The AH studied in the present work exerted a high antioxidant capacity in vitro. The toxicological evaluation of the AH reported no deleterious effects in C. elegans at the dosages used. Concerning the cytoprotective assays, AH presented strong antioxidant activity in vivo, preventing ROS accumulation under AAPH-induced oxidative stress. In the same way, AH exerted a great anti-amyloidogenic capacity, leading to a lower Aβ-aggregation, which is relevant from the point of view of AD prevention. In contrast, AH exacerbated the locomotive impairment in a C. elegans model of tauopathy, although the real contribution of AH remains unclear. The mechanisms under the observed effects might be attributed to an upregulation of daf-16 as well as to a strong ROS scavenging activity of AH. Together, these results increase the interest to study the biomedical applications of honey. Notably, the use of the whole honey, instead of extracts, increases the opportunity to generate results which can be directly attributed to the specific food intake. More research is needed to expand on the mechanisms under the observed effects of AH.

Author Contributions

Conceptualization, J.L.Q., C.S.-G., M.B. and F.J.O.; Data curation, J.M.R.-M., F.G. and M.D.N.-H.; Formal analysis, J.M.R.-M., M.D.N.-H., L.R.-G. and F.J.O.; Funding acquisition, J.L.Q. and C.S.-G.; Investigation, J.M.R.-M., M.D.N.-H., C.M.P.-O., T.Y.F.-H. and A.E.-M.; Methodology, J.M.R.-M., M.D.N.-H., T.Y.F.-H., A.E.-M., F.G. and J.L.Q.; Project administration, J.L.Q. and C.S.-G.; Resources, M.B. and F.G.; Supervision, J.L.Q., C.S.-G. and M.B.; Validation, T.Y.F.-H., F.G. and J.L.Q.; Writing—original draft, J.M.R.-M. and M.D.N.-H.; Writing—reviewing & editing J.M.R.-M., M.D.N.-H., T.Y.F.-H., F.G., M.B., C.S.-G., F.J.O. and J.L.Q. All authors have read and agreed to the published version of the manuscript.

Funding

This research was funded by FEDER/Junta de Andalucía-Consejería de Economía y Conocimiento, Grant B-AGR-193-UGR18.

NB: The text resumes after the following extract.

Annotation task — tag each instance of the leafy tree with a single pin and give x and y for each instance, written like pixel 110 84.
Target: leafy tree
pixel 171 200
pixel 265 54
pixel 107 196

Institutional Review Board Statement

Not applicable.

Informed Consent Statement

Not applicable.

Data Availability Statement

The data presented in this study are available on request from the corresponding author. The data are not publicly available yet because funded grants are still ongoing.

Acknowledgments

María D. Navarro-Hortal and José M. Romero-Márquez are FPU fellows with grant reference FPU2017/04358 and FPU2018/05301, respectively, funded by MCIN/AEI/10.13039/501100011033 and FSE “El FSE invierte en tu futuro”. Tamara Forbes-Hernández is supported by a JdC-I postdoctoral contract with grant reference IJC2020-043910-I, funded by NextGenerationEU.

Conflicts of Interest

The authors declare no conflict of interest.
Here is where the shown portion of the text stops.